Dengan senyuman yang menghiasi wajannya tak lupa buku bersampul biru di tangannya, Mey melangkahkan kakinya ke ruang kuliahnya. Ruang dengan bangku yang berderet rapi itu masih tampak lenggang. Terdapat tiga anak perempuan di deretan bangku bagian tengah. Mey tersenyum menyapa. sambil meletakkan tasnya Mey memutar bolamatanya. Apa tidak ada pilihan baju lain yang bisa mereka pakai? Itu rok mini.
Tempat duduk yang selalu menjadi favorit Mey bukan di depan atau di balakang, tapi di bangku sebelah kiri kelas dimana terdapat jendela besar berderet. Di balik jendela kelas Mey di lantai dua itu dapat di lihat sebuah kolam Universitas Tokyo yang cukup besar dan bersih dengan sebuah pohon sakura yang menjadi pelengkap indahnya suasana. Apalagi jika musim bunga sakura mekar seperti saat ini.
Jam tangan yang melingkari tangan Mey telah menunjukan pukul 12 siang. Dosen menutup kuliah siang itu. Setelah membereskan barang bawaannnya Mey berjalan keluar melenggang menuju kolam kampusnya. Tak lupa buku yang baru dipinjamnya dari perpustakaan ia bawa dalam pelukannya.

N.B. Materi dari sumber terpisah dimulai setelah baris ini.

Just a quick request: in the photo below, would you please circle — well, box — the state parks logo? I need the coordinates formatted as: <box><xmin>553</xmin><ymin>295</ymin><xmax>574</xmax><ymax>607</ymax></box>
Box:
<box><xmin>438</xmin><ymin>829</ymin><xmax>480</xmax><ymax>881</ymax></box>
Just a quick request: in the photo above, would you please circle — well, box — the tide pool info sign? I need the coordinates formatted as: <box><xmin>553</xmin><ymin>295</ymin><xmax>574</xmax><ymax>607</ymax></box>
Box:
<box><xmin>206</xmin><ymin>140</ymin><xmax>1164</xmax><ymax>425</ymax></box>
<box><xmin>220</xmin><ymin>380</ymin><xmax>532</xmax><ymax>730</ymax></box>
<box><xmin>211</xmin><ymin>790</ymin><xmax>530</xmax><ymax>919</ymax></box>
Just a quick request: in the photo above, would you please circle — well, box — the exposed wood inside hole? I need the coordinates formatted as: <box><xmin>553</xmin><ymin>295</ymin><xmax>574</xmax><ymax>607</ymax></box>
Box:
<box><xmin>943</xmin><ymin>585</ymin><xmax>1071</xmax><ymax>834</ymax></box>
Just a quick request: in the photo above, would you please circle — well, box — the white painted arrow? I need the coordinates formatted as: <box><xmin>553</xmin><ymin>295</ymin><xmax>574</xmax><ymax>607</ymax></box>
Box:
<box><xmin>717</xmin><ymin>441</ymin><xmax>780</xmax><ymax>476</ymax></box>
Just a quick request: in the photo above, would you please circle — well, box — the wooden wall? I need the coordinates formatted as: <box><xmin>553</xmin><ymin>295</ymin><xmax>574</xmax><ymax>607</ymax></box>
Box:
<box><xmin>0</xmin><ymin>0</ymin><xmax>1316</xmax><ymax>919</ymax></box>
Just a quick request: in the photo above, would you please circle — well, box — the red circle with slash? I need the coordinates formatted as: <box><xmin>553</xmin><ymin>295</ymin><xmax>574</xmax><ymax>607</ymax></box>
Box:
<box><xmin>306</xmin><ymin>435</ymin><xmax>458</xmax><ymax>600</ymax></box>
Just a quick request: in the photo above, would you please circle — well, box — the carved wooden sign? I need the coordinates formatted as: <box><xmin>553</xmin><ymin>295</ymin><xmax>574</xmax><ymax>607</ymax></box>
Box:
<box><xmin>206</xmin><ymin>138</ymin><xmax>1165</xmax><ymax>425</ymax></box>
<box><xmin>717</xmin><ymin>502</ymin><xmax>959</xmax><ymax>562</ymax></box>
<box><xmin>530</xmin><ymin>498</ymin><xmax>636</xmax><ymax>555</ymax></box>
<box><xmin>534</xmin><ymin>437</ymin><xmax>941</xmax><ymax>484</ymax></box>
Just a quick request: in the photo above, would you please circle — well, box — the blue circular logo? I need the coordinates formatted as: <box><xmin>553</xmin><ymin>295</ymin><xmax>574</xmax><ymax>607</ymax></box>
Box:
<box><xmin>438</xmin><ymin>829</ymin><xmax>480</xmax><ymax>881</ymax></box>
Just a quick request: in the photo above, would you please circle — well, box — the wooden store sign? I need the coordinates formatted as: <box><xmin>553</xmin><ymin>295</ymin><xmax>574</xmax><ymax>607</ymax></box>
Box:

Walaupun bunga sakura sedang mekar dengan indahnya, kolam kampus tetap tampak lenggang karena matahari siang itu tetap terik bersinar. Biasanya sekitar kolam dan pohon sakura akan sangat ramai saat hari menjelang senja, sekitar pukul 4 sore hari. Mey berjalan menuju tempat favoritnya membaca buku yaitu di bawah pohon sakura. Namun langkahnya terhenti, senyum di wajahnya sedikit memudar.
Mey melihat sepasang kaki menyembul dari balik pohon sakura. Ada yang sudah menempati daerah favoritnya. Ia memiringkan tubuhnya berusaha melihat orang yang berteduh di bawah pohon sakura. Seorang pemuda yang tertidur dengan buku yang menutupi wajahnya. Baju kotak-kotak ini. Mey melihat baju yang dipakai pemuda itu tampak familiar di matanya. Pemuda itu adalah pemuda yang ia lihat di perpustakaan. Untuk kali ini tak apa lah, aku mengalah. Tapi tidak utuk lain kali. Mey pun berjalan menjauhi kolam, menuju kantin.

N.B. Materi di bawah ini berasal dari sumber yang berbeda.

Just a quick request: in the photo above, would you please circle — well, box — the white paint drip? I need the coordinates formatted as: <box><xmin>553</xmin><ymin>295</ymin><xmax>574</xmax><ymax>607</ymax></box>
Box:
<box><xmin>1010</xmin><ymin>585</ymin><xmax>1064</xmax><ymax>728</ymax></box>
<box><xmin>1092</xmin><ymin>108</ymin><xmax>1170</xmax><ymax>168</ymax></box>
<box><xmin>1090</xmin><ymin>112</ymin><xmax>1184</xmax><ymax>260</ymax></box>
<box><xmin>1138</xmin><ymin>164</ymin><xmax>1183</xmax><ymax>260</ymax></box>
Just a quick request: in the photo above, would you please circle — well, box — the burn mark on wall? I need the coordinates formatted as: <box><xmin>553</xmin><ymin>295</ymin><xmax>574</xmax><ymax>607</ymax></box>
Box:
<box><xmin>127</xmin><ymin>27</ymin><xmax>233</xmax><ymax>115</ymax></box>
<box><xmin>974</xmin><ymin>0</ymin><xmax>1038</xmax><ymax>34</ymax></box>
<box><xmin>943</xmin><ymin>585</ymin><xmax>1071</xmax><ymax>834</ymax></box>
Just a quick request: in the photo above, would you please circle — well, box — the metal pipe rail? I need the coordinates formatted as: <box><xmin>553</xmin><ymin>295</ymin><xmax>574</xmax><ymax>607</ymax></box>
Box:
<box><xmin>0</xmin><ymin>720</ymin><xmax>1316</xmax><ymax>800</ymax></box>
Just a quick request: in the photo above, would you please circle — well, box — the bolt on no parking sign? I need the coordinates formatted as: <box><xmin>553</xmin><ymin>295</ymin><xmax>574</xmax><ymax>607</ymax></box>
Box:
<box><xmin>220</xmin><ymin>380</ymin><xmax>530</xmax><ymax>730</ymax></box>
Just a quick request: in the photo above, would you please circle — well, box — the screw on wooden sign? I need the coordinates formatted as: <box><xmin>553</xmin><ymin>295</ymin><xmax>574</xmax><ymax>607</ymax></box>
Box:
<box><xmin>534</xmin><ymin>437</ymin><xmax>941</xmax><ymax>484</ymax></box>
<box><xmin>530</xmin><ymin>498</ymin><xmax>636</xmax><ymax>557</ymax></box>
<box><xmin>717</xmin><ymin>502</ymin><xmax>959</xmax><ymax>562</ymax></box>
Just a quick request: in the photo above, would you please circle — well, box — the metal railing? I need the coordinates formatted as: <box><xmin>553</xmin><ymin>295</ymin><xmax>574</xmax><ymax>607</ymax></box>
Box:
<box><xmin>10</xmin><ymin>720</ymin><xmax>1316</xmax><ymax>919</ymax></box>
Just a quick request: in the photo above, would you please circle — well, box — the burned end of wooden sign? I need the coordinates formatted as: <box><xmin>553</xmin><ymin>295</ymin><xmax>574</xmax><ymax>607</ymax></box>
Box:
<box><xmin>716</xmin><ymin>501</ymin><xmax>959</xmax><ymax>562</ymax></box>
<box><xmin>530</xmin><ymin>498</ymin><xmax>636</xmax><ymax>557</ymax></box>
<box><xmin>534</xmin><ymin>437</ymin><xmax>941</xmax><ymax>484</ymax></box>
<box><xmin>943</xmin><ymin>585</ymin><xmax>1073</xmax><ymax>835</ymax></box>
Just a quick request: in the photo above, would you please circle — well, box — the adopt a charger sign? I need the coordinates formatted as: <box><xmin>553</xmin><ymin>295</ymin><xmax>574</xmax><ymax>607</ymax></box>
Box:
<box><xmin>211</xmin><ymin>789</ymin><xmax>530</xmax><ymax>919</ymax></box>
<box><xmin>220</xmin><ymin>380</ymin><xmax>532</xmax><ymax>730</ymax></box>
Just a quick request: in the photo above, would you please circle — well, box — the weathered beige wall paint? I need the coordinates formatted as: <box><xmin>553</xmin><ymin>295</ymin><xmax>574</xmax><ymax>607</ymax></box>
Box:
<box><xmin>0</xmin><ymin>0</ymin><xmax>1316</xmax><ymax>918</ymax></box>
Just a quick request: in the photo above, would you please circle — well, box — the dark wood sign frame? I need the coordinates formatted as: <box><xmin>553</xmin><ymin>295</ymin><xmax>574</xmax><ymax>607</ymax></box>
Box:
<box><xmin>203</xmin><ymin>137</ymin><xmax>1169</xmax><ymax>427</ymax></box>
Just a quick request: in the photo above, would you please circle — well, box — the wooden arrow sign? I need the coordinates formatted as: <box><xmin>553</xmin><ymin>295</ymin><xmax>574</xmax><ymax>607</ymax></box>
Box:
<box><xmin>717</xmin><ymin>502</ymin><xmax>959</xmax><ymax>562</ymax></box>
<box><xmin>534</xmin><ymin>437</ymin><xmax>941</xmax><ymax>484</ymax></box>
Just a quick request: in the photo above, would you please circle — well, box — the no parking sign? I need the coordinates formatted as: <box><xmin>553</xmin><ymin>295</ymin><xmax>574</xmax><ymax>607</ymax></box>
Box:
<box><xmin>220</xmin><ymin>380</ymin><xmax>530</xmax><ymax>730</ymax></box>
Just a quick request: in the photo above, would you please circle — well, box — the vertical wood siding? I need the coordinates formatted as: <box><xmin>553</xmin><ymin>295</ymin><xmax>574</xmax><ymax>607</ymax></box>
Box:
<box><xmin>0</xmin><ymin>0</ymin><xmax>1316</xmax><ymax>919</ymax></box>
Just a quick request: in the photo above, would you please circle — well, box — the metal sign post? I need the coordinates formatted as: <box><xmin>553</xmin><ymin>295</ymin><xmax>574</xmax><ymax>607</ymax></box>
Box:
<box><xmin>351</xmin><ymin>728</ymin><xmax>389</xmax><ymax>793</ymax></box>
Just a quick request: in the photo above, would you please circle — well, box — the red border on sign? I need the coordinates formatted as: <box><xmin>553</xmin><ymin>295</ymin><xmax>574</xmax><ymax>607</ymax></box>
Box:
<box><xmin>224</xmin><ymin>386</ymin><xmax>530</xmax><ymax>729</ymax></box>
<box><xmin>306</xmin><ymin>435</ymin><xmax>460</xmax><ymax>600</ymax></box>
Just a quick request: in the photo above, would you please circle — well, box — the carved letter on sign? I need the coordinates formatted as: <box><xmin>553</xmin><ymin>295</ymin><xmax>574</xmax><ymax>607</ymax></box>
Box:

Siang ini tetap seperti siang-siang sebelumnya dan kondisi kantin tetap seperti kantin-kantin pada umumnya sangat ramai. Keramaian adalah suasana yang sangat Mey benci. Buku di yang sebelumnya ada dalam pelukannya berpindah ke dalam tasnya yang aman. Matanya tampak melihat sekeliling, ia tampak mencari seseorang.
Sekelompok gadis di meja tengah melambaikan tangan pada Mey. “Mei Lin,” seru salah seorang. Melihat orang yang ia cari, Mey langsung berjalan cepat menghampiri teman serumahnya itu.
“Holla,” sapa Mey singkat sambil mencomot drumstick yang ada di piring temannya. Dua orang menggeser duduknya, memberi sebuah jeda yang cukup untuknya duduk.
“Aku kaget, biasanya kau jadi hantu penunggu pohon sakura jika jam-jam segini,” kata Minori dengan wajah yang agak bingung. Mey menjawab pertanyaan temannya itu hanya dengan tersenyum, terlintas dalam benaknya alasan ia meninggalkan pohon sakuranya sambil mengeluarkan kotak makan yang telah ia persiapkan tadi pagi.
Jika sahabatnya yang satu ini hanya menjawab pertanyaan dengan tersenyum seperti saat ini, Minori sudah tahu walaupun dipaksa Mey tidak akan menjawab. Jawaban Mey hanya akan menjadi rahasianya sendiri. Ayam bumbu teriyaki adalah menu makan siang Mey hari ini. Walau tak seenak rasa masakan ibunya, Mey cukup percaya diri untuk memasak.